GCP, Terraform, GCS, Cloud Armor, GCP Load balancing

Cloud Armor Rate Limit rules on a GCS service backend

Hi there, We are going to explore in this post a way to use Cloud Armor rate limiting actions on a GCP load balancer backend bucket target.

As per the Cloud Armor documentation, the supported policy for a Backend bucket in a GCP Load balancer is the Edge security policy which only support the allow and deny actions. This is an inconvenience when we are, for example, serving files from a public bucket and want to use Cloud Armor to ban clients temporarily based on the number of requests.
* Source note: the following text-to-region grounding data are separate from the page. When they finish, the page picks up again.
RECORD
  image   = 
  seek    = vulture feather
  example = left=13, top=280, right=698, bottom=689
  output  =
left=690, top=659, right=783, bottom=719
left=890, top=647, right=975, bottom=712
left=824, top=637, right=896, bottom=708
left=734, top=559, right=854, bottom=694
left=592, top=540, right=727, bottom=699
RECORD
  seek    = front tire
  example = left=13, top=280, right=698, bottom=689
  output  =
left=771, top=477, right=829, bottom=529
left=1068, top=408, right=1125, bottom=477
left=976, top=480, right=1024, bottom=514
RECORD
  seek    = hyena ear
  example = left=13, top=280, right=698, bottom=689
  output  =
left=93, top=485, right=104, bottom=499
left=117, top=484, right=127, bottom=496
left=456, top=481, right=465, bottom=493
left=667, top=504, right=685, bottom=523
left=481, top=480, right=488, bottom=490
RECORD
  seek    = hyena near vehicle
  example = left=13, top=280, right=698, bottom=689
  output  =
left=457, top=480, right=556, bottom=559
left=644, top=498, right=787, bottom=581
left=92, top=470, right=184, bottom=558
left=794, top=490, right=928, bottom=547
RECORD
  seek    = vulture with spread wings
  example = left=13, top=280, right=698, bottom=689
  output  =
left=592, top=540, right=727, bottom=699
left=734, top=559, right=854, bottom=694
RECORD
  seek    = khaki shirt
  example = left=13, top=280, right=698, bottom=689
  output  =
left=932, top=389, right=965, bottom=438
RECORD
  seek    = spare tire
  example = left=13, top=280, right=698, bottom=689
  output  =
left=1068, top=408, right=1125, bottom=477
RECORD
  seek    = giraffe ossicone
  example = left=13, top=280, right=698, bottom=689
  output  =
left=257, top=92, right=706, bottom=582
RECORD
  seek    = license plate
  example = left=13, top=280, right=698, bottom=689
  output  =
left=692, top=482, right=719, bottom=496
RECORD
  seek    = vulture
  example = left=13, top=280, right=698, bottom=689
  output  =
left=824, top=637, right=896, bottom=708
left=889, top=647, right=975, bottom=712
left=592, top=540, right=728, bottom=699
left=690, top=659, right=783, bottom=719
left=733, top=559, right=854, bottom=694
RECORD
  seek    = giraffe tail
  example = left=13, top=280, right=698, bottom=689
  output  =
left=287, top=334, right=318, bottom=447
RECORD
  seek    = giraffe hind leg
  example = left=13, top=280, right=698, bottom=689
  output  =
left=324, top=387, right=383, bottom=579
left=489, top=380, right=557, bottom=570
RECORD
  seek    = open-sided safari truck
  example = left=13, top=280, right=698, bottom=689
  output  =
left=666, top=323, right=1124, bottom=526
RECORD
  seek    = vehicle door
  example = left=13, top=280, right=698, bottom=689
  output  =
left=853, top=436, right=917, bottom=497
This can cause unexpected outbound traffic and, hence, a spike in our billing. However, we can apply rate limiting to backend services using a workaround, let’s see.

We have several options when creating a GCP Global external Application Load Balancer backend service, from the GCP Documentation:

Each backend service supports one of the following backend combinations:

  • All instance group backends: One or more managed, unmanaged, or a combination of managed and unmanaged instance group backends
  • All zonal NEGs: One or more GCEVM_IP_PORT type zonal NEGs
  • All hybrid connectivity NEGs: One or more NON_GCP_PRIVATE_IP_PORT type NEGs
  • A combination of zonal and hybrid NEGs: GCE_VM_IP_PORT and NON_GCP_PRIVATE_IP_PORT type NEGs †
  • All serverless NEGs: One or more App Engine, Cloud Run, or Cloud Run functions resources
  • One global internet NEG for an external backend
  • Private Service Connect NEGs:
    • Google APIs: a single Private Service Connect NEG
    • Managed services: one or more Private Service Connect NEGs

Aha! One of the options is a Private Service Connect Network Endpoint Group. Private Service Connect (PSC) is a service that allows us to consume managed services or Google APIs from our private network (VPC) without leaving the Google Cloud network.

So, we can use a network endpoint group pointing to the Storage Google API and serve it in a backend service, instead of a bucket service. And apply rate limiting. In essence is just a redirection from the Load balancer backend to the Google storage API.

Setup

TL;DR Repo link

We need the next resources:

  • An external Global Load balancer
  • A PSC Network Endpoint Group
  • A bucket

We don’t need a Private Service Connect (PSC) resource. Instead, we create a Network Endpoint Group resource (NEG) of type PRIVATE_SERVICE_CONNECT targeting the Storage API storage.googleapis.com

resource "google_compute_region_network_endpoint_group" "psc_neg_service_attachment" {
  name                  = "${local.prefix}-psc-neg"
  region                = var.region
  network_endpoint_type = "PRIVATE_SERVICE_CONNECT"
  psc_target_service    = "storage.googleapis.com"
}

Then we create the backend service with the PSC NEG as the backend. As you can see the security_policy here is injecting the Cloud Armor policy to the backend. We’ll explain the security policy in the next blocks.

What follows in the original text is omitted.